Но еще доказательнее, в смысле неподлинности «послания», является отношение к нему митрополита Сергия. В качестве непременного условия для легализации Патриаршего Управления Тучков потребовал от митрополита Сергия особого послания с ясным, определенным заявлением о его полном признании советской власти и об искреннем расположении к ней. Все это как нельзя более сильно выражено в предсмертном «патриаршем послании». И если бы оно было подлинным, то первое, что должен был бы Тучков потребовать от митрополита Сергия, это то, чтобы он выразил в своем послании свое полное признание этого «патриаршего послания» и изъявление своей верности всем тем директивам в отношении советской власти, какие там даются русской иерархии. Мало того, прямой ссылки на это «послание» и на данные там как бы «патриаршие» директивы безусловно требовало от митрополита Сергия и наличное настроение иерархии и церковного народа. Издавая такое послание, митрополит Сергий хорошо знал, что с мыслями его послания крайне трудно будет примириться и иерархии, и церковному народу и что с их стороны в том или другом объеме, но непременно должны обрушиться на него негодование и создаться резкая оппозиция. И как бы ему было легко отвратить от себя лично это негодование самым решительным образом – ссылкой и прямыми выдержками из «послания» Патриарха, указать, что это, собственно, не его лишь мысли, а мысли самого почившего Патриарха, против авторитета которого должна умолкнуть всякая оппозиция. Но митрополит Сергий в своем известном послании от 29 июля 1927 года явно и решительно уклоняется от какого-либо упоминания об этом «послании» и от ссылок на него, даже в тех случаях, в которых такие ссылки повелительно требовались существом дела. Укажу на несколько мест послания митрополита Сергия.

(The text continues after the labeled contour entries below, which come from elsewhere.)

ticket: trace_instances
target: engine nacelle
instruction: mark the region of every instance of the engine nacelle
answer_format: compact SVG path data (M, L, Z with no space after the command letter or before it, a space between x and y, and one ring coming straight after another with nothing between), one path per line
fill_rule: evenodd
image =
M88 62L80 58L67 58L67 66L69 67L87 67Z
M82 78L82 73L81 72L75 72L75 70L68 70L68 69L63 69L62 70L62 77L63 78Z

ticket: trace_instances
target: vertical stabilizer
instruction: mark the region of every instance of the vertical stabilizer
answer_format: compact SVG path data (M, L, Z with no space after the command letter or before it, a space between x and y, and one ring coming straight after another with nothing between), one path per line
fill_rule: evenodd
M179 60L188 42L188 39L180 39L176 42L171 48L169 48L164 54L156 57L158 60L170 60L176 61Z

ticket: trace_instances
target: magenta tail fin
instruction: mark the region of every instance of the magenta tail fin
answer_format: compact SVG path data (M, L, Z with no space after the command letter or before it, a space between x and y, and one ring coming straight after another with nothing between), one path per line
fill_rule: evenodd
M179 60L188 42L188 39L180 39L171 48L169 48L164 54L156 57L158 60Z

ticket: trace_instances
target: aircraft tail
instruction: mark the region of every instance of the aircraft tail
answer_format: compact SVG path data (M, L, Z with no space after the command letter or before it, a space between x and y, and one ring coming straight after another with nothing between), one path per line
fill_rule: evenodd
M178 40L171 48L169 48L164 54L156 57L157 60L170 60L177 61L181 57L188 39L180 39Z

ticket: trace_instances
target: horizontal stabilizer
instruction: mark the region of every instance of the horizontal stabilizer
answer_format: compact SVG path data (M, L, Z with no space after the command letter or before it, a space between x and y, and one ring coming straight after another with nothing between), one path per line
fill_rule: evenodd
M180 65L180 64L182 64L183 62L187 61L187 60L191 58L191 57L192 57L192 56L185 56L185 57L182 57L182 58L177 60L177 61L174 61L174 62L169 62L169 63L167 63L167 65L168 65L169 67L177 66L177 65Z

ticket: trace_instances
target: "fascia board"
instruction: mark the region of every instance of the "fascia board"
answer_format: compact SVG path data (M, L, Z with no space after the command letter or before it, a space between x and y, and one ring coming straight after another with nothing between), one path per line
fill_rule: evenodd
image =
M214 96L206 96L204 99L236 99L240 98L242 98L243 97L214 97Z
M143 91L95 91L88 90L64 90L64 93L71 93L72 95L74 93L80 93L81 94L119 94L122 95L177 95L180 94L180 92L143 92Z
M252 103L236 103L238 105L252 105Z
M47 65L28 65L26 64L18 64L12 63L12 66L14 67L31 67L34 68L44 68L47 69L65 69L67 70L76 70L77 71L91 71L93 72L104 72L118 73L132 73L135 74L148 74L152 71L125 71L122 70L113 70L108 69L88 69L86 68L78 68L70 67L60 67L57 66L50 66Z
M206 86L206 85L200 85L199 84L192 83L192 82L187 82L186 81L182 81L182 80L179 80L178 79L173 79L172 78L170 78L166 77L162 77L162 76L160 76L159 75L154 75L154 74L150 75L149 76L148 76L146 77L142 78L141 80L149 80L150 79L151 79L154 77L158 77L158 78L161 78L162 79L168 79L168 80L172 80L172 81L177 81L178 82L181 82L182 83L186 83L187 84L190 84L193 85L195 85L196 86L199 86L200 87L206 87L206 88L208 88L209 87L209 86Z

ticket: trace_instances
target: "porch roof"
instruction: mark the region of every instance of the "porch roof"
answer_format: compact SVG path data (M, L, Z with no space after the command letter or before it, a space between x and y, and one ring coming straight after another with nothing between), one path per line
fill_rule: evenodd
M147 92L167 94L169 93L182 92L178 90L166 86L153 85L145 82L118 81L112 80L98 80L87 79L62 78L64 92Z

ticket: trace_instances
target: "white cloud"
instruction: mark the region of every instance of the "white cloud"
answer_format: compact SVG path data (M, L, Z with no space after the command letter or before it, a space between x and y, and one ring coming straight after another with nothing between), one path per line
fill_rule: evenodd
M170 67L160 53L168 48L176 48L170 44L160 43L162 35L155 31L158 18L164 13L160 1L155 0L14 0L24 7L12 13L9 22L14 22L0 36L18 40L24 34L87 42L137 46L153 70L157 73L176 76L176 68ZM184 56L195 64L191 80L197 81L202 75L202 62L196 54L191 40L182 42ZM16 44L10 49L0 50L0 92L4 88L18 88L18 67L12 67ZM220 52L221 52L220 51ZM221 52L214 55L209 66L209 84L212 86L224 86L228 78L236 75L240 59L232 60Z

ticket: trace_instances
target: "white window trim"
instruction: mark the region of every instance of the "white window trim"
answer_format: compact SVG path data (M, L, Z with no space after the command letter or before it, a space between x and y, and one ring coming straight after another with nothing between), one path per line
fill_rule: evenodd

а) Свое послание митрополит Сергий начинает такими словами: «Одной из забот почившего Святейшего отца нашего Патриарха Тихона перед его кончиной было поставить нашу Православную Церковь в правильные отношения к советскому правительству». Сделав такое заявление, митрополит Сергий, естественно, чувствует безусловную необходимость подтвердить его какими-либо словами самого Патриарха. И, конечно, для этого ему не было ничего проще и доказательней, как сослаться прямо на существование такого предсмертного волеизъявления почившего Патриарха, как предсмертное «послание», где желание «правильных отношений к советскому правительству» в духе митрополита Сергия выражено как нельзя более сильно. Но, вместо того чтобы сослаться на какие-либо слова Патриарха, находящиеся в его предсмертном «послании», митрополит Сергий не находит ничего лучшего, как сослаться на слышанную им когда-то из уст Патриарха в частной, домашней беседе фразу: «Нужно бы пожить еще годика три». Фраза эта сама по себе, конечно, не содержит ничего другого, кроме желания Патриарха «пожить еще годика три». А для чего «пожить» – она не говорит. Митрополит Сергий совершенно произвольно дает этой фразе смысл надежды Патриарха в эти «годика три» установить «правильные отношения к советскому правительству», и так же произвольно утверждает, что эту фразу Патриарх высказал, «умирая». Что эта фраза действительно принадлежит Патриарху, это правда. Но все, кто близко стоял к Патриарху, могут засвидетельствовать, что они эту фразу не раз слышали из уст Патриарха задолго до смерти и совсем в другом, обратном, смысле: этой фразой Патриарх выражал надежду, которой жили все тогда в Советской России, – надежду на скорое падение советской власти, скорое восстановление мирной, нормальной жизни для всех, и прежде всего для Русской Церкви, и желание дожить именно до этого момента. Если бы митрополит Сергий признавал подлинность предсмертного послания Патриарха Тихона, то, конечно, он воспользовался бы соответствующими сильными и вполне доказательными словами этого «послания» и не был бы вынужден ссылаться на не имеющуюся никакого отношения к делу устную фразу Патриарха из области его частных домашних разговоров, выискивая в них смысл совершенно обратный тому, который они в действительности имели в устах Патриарха.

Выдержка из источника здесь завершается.